Une tentation de confiner la justice
Droit de la défense
Au moment où les mesures indispensables du confinement ont été prises, je plaidais à Nice. J’y suis resté et je les ai respecté. Je m’estime chanceux au regard de ceux qui ont perdu leurs proches. Ces contraintes sont nécessaires et l’on assiste à la débâcle des pays qui ont tardé à les appliquer. Il nous a donc fallu abdiquer une part de notre liberté.

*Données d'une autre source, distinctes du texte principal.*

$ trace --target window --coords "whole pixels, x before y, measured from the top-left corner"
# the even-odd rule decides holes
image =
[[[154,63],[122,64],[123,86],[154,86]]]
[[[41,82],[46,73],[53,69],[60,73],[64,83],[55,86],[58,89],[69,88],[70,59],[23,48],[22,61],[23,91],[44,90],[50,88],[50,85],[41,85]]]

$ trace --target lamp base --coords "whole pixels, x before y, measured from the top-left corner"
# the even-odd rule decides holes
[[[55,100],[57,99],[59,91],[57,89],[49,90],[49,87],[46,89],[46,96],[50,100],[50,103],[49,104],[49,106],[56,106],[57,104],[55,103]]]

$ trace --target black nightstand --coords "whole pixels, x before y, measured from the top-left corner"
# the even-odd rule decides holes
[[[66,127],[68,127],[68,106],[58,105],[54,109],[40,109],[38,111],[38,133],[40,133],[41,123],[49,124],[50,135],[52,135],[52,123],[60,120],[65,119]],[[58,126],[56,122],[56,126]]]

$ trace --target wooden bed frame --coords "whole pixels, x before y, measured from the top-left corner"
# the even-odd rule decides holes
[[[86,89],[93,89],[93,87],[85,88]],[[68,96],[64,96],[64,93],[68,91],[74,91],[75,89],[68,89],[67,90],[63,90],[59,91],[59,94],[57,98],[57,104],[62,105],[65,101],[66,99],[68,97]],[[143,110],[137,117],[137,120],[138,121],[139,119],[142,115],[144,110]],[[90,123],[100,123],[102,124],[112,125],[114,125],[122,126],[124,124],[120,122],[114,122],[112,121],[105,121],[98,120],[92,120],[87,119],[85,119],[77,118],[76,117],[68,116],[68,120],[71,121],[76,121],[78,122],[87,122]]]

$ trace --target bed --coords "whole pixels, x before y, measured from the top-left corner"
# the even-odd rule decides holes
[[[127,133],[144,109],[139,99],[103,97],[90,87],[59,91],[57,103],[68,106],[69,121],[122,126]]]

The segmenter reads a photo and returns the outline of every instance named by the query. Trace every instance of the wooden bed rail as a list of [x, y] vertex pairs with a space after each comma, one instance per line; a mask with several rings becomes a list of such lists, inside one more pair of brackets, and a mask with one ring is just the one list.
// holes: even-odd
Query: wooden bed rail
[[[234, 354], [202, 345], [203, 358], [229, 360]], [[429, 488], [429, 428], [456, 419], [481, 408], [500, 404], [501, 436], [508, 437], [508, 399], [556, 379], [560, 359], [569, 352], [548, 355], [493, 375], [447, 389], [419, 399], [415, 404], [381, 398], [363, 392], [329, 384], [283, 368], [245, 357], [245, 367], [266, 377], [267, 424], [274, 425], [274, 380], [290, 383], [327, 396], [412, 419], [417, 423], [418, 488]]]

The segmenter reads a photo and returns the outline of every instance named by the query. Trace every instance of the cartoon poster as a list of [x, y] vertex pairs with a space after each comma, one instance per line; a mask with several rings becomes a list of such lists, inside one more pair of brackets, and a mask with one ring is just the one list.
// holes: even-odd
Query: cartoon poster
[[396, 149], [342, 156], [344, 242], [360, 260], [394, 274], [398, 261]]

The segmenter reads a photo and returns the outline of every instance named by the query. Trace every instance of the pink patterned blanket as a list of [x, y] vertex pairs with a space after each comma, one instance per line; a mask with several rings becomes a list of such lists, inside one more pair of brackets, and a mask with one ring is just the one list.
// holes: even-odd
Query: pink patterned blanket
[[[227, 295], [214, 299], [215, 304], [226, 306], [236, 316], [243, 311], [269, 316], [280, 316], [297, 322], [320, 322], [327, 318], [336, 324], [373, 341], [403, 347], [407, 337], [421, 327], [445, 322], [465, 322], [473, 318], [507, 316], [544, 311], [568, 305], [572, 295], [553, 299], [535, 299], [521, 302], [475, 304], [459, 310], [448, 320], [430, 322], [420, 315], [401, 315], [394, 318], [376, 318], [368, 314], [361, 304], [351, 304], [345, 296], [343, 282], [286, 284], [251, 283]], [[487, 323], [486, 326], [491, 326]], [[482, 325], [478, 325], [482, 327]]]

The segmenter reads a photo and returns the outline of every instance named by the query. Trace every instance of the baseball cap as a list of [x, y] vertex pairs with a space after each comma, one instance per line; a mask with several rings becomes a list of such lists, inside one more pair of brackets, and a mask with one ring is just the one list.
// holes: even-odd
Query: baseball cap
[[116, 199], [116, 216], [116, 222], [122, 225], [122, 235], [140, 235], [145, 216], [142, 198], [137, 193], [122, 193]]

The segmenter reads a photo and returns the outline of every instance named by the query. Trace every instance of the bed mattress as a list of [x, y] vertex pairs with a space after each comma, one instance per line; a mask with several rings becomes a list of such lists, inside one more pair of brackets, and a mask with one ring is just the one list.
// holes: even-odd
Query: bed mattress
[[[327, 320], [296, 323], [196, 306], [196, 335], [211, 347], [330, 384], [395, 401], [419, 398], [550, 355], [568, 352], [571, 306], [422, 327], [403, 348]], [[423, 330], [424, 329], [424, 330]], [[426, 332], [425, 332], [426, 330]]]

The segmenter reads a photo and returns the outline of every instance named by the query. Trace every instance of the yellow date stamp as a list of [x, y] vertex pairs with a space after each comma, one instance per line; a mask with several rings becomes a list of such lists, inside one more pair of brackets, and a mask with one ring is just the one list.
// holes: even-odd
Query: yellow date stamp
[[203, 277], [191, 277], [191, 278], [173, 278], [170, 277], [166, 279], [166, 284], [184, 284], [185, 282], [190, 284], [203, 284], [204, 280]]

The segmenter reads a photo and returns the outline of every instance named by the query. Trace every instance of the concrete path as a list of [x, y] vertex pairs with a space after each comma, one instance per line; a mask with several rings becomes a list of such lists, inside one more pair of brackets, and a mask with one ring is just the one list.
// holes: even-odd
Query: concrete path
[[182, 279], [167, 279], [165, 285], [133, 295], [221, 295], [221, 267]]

Et ce n’est pas rien, car la liberté ne peut être accessoire.
En ces temps troublés, à Marseille c’est la justice que l’on a confinée. On a mis des hommes en prison sans les avoirs présentés à un juge. Sans les voir, sans entendre leurs avocats, des magistrats ont décidé, sur la foi de l’analyse qu’ils faisaient d’un dossier, de prononcer des peines allant jusqu’à trois ans de prison ferme. Cette décision est scandaleuse. En France seul un juge peut limiter la liberté d’un individu. Sans cela l’incarcération devient séquestration. On n’emprisonne pas sur ordonnance. Il existe pourtant des moyens « modernes » comme la visioconférence, qui auraient permis de respecter nos règles. Certains juges, et je dis bien certains, en raison de la peur qu’inspire le Covid-19, ont décidés a huis clos de maintenir un homme en détention. C’est à ce glissement entre les mesures indispensables et le renoncement à nos principes que nous ne pouvons nous habituer. Inversement aucune des délibérations anticipées pour éviter la propagation du virus en prison n’ont échappé à une présentation judiciaire.Je m’en félicite, le ministère de la Justice n’a pas mis dehors des gens dangereux. L’intérêt de la société est préservé.
Certains juges aimeraient une justice sans avocat, sans défense, sans témoins! je sens l’offensive de certains magistrats à l’instar du procureur général de Paris, qui aimerait exclure les jurés populaires des cours d’assises pour rattraper le retard accumulé au cours de ces dernières semaines au nom d’une meilleure administration de la justice’? C’est une plaisanterie!
On sait que certains assesseurs, ces professionnels qui encadrent le président lors de la formation de jugement professionnel, n’ont jamais été redésignés quand ils avaient osé contrarier celui-ci. La présence de représentants du peuple dans un tribunal c’est une bouffé d’oxygène -le terme prend tout son sens actuellement- dans la justice. Il ne faut jamais oublié que la justice est rendue en France en son nom.
J’aurais souhaité que le président de la république renous avec le droit de grâce ou les lois d’amnistie. Nicolas Sarkozy avait renoncé à ces prérogatives régaliennes prononcées traditionnellement le 14 juillet.Les prisonniers les attendaient et cela aurait permis de réguler la surpopulations carcérale. Depuis ses successeurs les ont proscrits. En ces circonstances la grâce présidentielle aurait été bien utile.
Les détenus sont actuellement confinés dans le confinement, privés pendant de longues semaines de leurs familles. cette situation de tension est également difficile à supporter pour le personnel pénitentiaire.
Ce confinement révèle les comportement les plus nobles et les plus vils. Il met la société à nu. Il y a ceux qui soignent au péril de leur vie et ceux qui veulent expulser leurs voisins car ils les soupçonnent d’être porteur du Covid. La justice n’échappe pas a cette lumière crue. Elle produit elle aussi le meilleur et le pire. Il ne faut jamais oublier que la justice est une administration a laquelle on donne le nom d’une vertu. La peur du terrorisme nous avait conduit à accepter de rogner sur nos libertés, en prolongeant au-delà du raisonnable l’état d’urgence. J’espère que la peur qu’inspire le Covid ne va pas nous conduire à reproduire les mêmes erreurs… Je me méfie des emballements populaires, chaque soir la france applaudit à tout rompre, en 1998 après la victoire de la coupe du monde elle s’admirait « black, blanc, beur »; en 2015 elle embrassait ses policiers à l’invitation du chanteur Renaud. Il faut garder la tête froide et rester ferme sur nos valeurs.
Cela fait vingt ans depuis la loi Guigou renforçant la présomption d’innocence, que la france ne s’est pas illustrée dans le domaine. En 2011 la présence de l’avocat en garde à vu lui a été imposée par une condamnation internationale. avec le temps, la France est devenue le pays des droits de l’homme à l’exportation.